In the summer of 2017, I left New York City, where I had been living for seven years, and moved to Boston, Massachusetts. My time in NYC had been mixed. I had tried and failed to get my first novel published; I had worked a job I found meaningful, but which offered no health insurance, no future. By the end of my stay, I was weary of the city, which reminded me, every day, of all I hadn’t achieved by staying. And so I left, glad for the leaving.
And yet, once I settled in the new city, near the university where my husband would be attending architecture school, a new weariness crept in. On Saturday mornings, my husband long gone to the studio, I wandered the sleepy neighbourhood, with its introverted students and purposeful joggers, and looked for a street life, a civic sense, any sign really of the life I might lead, now that I had left the old one behind.
I was met with a familiar, disheartening feeling; that in leaving, I had become the one left behind
An image often came to me then of the Italian cafe in Montreal I used to frequent in university, of that companionable time in my life before I knew I wanted to write. Or sometimes my mind wandered further afield and I let myself take a bus somewhere, anywhere, a town by the sea maybe. The town itself mattered less than the room where I would stay. In this room, I was always alone, with just what I needed: a single bed, a chair, a desk, an electric kettle, a pen and paper and a door I could close and lock behind me.

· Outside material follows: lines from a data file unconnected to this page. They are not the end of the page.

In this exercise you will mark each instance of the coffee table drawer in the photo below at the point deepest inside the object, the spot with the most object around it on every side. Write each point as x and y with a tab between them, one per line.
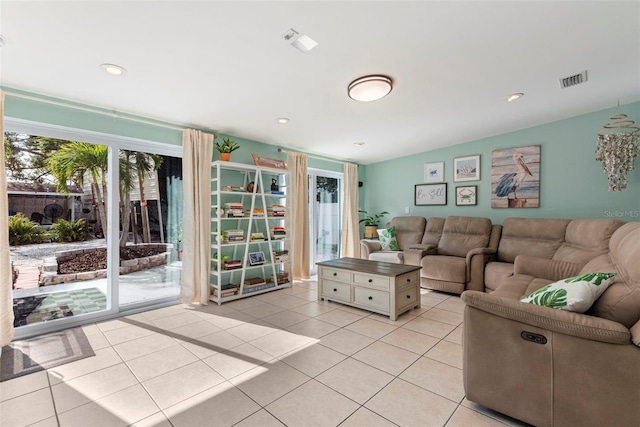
371	281
335	274
371	298
407	296
336	290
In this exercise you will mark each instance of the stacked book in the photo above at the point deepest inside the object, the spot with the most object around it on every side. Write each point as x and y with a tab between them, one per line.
280	278
257	236
281	256
256	213
225	290
233	188
276	210
256	288
278	232
231	264
230	236
233	210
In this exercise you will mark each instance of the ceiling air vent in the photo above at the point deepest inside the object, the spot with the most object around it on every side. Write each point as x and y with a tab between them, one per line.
573	80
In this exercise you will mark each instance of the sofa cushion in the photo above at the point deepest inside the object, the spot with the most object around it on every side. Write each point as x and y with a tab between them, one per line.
495	273
621	302
463	233
396	257
537	237
433	231
585	239
445	268
572	294
388	240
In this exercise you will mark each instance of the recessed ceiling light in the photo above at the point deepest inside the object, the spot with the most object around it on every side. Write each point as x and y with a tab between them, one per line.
113	70
370	88
514	96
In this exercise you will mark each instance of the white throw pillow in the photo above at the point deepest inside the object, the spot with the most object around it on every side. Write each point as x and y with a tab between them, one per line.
573	294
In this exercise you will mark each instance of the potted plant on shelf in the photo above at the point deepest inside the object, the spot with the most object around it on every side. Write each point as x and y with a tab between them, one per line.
226	148
371	223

I have always been drawn to books and movies that depict their characters, most often women, walking away from their lives: leaving their spouses, their children, their cities, their apartments, their jobs. Anne Tyler’s Ladder of Years is one such work. It’s a conventional story, about a 40-year-old middle-class Baltimore woman, Delia, who finds herself leaving her husband and three children while on a beach vacation. She hitches a ride to a nearby town, and slowly builds a life there that in its ascetism and solitude seems as far away, at least at first, from the old one as possible.

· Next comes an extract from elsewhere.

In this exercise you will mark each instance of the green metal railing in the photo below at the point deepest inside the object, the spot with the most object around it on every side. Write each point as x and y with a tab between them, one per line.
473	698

Alone for the first time in her life, Delia discovers her own desires, separate from her relationships, from the roles she’s tacitly taken on – mother, wife, sister, secretary, lynchpin of her family’s social and domestic lives. Each mundane object she acquires for her spartan boarding house room – a gooseneck lamp, an immersion water heater, a romance novel – is a triumph in the face of her history of compliance.

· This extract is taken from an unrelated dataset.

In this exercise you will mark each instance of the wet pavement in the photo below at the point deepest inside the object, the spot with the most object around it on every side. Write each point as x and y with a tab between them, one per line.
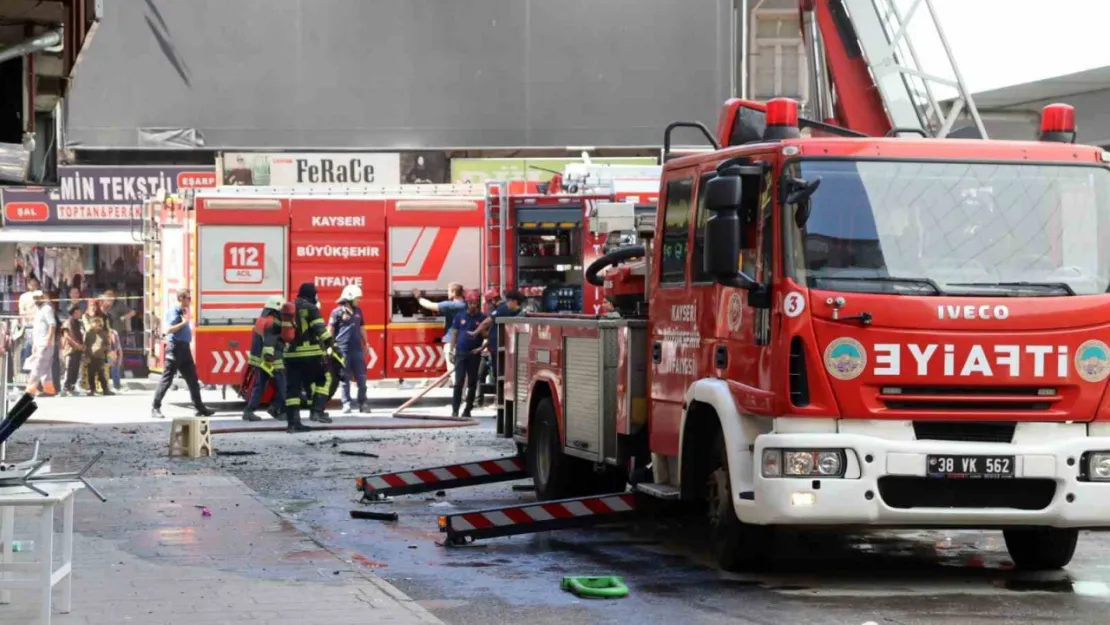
909	577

I must have wanted, my first year in the new city, that kind of solitude too, the kind one chooses in a single, decisive act of free will. Although I had been hopeful that the move might help me write another novel, I had left, in truth, not for myself but for my husband’s degree. And as I tried to get up the nerve to start over, I was met with a familiar, disheartening feeling, that in leaving I had somehow become the one left behind.